Below are articles written by horticultural experts who are designed to provide insight to growers to aid in enhancing and improving their gardening practices. Seasonal topics, including plant production, disease management, pest control, harvesting methods, and gardening tips will be addressed. Refer to this link often, as articles will be posted on a regular basis throughout the year.
Home Food Preservation – Canning, Freezing, Drying
Late Blight Postmortem for Home Gardeners
In the last two weeks many home gardeners have lost their late season tomato and potato crops to Late Blight, caused by the fungus Phytophthora infestans. It's the most devastating disease of tomatoes and potatoes worldwide, killing plants quickly and spreading rapidly, and was responsible for the Irish potato famine of the 1840's.
Late blight is favored by periods of cool, wet weather. Night temperatures in the 50's and days in the 70's, along with rain, fog or heavy dew are ideal conditions for disease development. This perfectly describes the weather conditions eastern Nebraska experienced during the week of August 31- September 4, 2009. Symptoms of infection are usually seen as pale green, water-soaked spots, circular or irregular in shape, on the leaves that rapidly expand becoming brown to black, killing entire plants or vines. Black stem lesions also may be seen. When the weather dries out, infected leaf tissues quickly dry up and the white mold growth on leaf surfaces disappears.

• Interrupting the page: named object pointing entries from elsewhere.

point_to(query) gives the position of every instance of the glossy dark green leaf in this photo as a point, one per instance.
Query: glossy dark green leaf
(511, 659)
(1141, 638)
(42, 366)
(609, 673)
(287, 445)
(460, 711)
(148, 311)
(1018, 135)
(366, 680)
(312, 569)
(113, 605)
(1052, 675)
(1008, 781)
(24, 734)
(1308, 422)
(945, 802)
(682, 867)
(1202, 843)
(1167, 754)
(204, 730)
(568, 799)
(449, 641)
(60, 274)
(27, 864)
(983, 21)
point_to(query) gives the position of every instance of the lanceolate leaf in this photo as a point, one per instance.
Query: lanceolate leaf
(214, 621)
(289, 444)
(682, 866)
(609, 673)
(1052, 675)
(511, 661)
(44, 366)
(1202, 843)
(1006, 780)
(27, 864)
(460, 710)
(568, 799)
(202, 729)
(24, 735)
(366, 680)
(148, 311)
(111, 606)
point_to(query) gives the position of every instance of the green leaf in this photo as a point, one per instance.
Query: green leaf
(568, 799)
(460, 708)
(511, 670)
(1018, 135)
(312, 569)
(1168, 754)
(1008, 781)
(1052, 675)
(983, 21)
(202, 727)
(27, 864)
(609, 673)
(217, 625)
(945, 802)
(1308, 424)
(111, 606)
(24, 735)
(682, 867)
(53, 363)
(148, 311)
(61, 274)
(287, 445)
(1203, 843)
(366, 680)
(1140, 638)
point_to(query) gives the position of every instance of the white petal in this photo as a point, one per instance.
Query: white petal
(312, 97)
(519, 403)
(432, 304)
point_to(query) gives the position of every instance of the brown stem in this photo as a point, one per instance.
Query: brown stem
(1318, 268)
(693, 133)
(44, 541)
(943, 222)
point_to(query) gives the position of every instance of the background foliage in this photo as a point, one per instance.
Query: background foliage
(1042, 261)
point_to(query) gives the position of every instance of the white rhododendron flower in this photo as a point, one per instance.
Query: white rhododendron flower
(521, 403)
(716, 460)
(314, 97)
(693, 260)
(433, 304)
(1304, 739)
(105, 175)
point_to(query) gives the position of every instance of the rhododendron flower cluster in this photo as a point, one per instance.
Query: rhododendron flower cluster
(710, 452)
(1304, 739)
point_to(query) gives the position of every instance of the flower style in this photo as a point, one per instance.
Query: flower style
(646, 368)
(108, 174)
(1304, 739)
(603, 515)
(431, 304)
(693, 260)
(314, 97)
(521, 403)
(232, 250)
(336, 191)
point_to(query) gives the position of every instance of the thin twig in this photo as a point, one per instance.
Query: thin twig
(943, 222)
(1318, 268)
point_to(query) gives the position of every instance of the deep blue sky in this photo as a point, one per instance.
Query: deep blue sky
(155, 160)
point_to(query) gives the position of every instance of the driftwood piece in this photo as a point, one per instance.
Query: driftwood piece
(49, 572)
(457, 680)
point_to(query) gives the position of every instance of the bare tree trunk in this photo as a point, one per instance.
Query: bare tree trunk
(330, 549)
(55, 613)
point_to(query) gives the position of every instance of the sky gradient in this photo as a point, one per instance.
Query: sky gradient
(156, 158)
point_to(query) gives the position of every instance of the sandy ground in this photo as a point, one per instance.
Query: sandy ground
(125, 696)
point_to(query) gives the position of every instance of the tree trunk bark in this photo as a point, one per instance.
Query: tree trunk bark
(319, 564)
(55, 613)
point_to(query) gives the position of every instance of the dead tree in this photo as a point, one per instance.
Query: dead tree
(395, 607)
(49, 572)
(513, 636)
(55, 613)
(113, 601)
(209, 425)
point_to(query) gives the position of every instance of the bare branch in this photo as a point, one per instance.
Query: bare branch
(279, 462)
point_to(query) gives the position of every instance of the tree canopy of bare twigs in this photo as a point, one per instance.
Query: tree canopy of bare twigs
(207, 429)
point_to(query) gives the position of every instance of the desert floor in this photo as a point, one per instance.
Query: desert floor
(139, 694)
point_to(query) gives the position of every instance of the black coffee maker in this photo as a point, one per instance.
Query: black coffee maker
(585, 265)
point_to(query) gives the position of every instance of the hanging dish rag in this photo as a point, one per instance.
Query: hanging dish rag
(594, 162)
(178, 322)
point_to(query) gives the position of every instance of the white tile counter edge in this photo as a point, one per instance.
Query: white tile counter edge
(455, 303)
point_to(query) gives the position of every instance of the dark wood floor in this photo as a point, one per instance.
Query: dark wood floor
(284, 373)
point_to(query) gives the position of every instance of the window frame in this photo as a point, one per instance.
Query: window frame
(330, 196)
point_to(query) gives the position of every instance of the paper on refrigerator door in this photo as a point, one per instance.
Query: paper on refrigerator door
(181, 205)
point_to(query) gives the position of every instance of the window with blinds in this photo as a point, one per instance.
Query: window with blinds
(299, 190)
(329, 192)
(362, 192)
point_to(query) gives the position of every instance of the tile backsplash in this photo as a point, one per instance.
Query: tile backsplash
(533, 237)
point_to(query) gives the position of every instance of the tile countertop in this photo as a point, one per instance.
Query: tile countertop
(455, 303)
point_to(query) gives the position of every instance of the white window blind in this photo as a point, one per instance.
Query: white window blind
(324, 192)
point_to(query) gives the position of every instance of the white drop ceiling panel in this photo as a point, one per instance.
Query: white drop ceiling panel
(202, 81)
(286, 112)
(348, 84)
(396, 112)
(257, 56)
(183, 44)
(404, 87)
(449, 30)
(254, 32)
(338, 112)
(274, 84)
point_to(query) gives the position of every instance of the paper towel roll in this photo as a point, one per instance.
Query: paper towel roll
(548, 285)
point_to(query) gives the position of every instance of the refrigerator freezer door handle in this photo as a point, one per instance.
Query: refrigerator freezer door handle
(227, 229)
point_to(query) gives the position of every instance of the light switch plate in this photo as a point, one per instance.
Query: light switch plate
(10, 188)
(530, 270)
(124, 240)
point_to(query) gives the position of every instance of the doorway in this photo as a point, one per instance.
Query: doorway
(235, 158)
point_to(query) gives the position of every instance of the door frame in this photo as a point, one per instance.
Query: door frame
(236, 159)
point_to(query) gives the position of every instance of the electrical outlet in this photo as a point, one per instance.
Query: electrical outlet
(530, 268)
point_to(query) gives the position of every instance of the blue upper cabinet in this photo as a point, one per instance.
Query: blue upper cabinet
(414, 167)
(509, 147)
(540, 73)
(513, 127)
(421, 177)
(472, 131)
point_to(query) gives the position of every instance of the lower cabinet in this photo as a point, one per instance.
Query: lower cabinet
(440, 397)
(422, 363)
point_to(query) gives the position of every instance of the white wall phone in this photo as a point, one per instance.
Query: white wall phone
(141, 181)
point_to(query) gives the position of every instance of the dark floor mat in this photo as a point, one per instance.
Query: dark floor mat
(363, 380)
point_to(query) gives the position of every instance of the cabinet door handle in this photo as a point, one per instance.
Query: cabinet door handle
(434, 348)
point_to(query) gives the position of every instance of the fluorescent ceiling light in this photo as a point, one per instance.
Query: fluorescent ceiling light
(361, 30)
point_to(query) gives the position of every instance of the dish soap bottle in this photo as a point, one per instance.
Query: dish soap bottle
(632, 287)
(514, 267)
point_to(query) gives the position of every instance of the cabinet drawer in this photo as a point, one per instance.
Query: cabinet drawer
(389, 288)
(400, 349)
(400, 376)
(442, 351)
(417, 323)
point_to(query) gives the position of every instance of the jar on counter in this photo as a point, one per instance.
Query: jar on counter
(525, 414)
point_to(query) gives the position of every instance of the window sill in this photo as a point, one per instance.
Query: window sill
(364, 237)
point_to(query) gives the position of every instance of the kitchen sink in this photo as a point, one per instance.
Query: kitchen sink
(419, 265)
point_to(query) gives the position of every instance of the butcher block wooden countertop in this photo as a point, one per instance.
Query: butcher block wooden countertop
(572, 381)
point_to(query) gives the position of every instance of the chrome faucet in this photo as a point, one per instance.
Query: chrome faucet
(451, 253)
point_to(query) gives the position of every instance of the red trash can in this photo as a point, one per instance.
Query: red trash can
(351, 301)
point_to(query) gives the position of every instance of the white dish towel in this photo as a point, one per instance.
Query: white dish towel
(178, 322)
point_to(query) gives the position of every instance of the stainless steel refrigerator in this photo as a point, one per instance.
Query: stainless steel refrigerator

Infected tomato fruits develop large, firm, leathery-appearing lesions. The lesions are brown in the center and may be yellow or gold at the edges, penetrating deeply into the fruits. Secondary fungi often enter these lesions resulting in a soft, wet rot. Infected potatoes develop a shallow, coppery-brown, dry rot that spreads irregularly from the surface through the outer 1/8-1/2 inch or more of tissue. Secondary fungi often enter infected potatoes, resulting in a slimy breakdown of the entire tuber. Tubers may be infected in the soil by fungal spores washing down from infected leaves, or at harvest as they come in contact with infected vines.
Your garden had late blight, so what can you do now? If you have not yet harvested your potatoes, allow the vines to lay completely dead in the field for
2-3 weeks before harvesting. When the foliage dies, spores of the fungus that remain on the foliage will also die. This will prevent infection of the tubers during harvest. Harvest during dry weather. The late blight fungus can only overwinter on living plant tissue, one common method being on infected potato tubers left in the ground. So make sure you harvest all potatoes and discard diseased tubers. Do not put any diseased plant material or cull potatoes in the compost pile and do not save seed potatoes for next year from infected crops.
Infected potatoes and tomatoes should be discarded and not used for canning. The disease can cause changes in tomato acidity, which is critical in safely preserving tomatoes. Tomatoes that have no lesions, even those from infected plants, can be safely eaten or used for canning. Potatoes showing signs of late blight infection should not be used for home canning. Discard the whole potato rather than cutting off the disease portions since the fungus may spread to the interior.
Next year eliminate any volunteer potato or tomato plants that emerge in the garden. Purchase certified seed potatoes, which although not certified late blight free at least has a lower chance of harboring the disease. Plant resistant varieties of potatoes, such as Allegany, Defender, Jacqueline Lee, Kennebec, Onaway, Ozette and Sebago. Tomato cultivars Stupice and Juliette have shown some resistance to foliar late blight.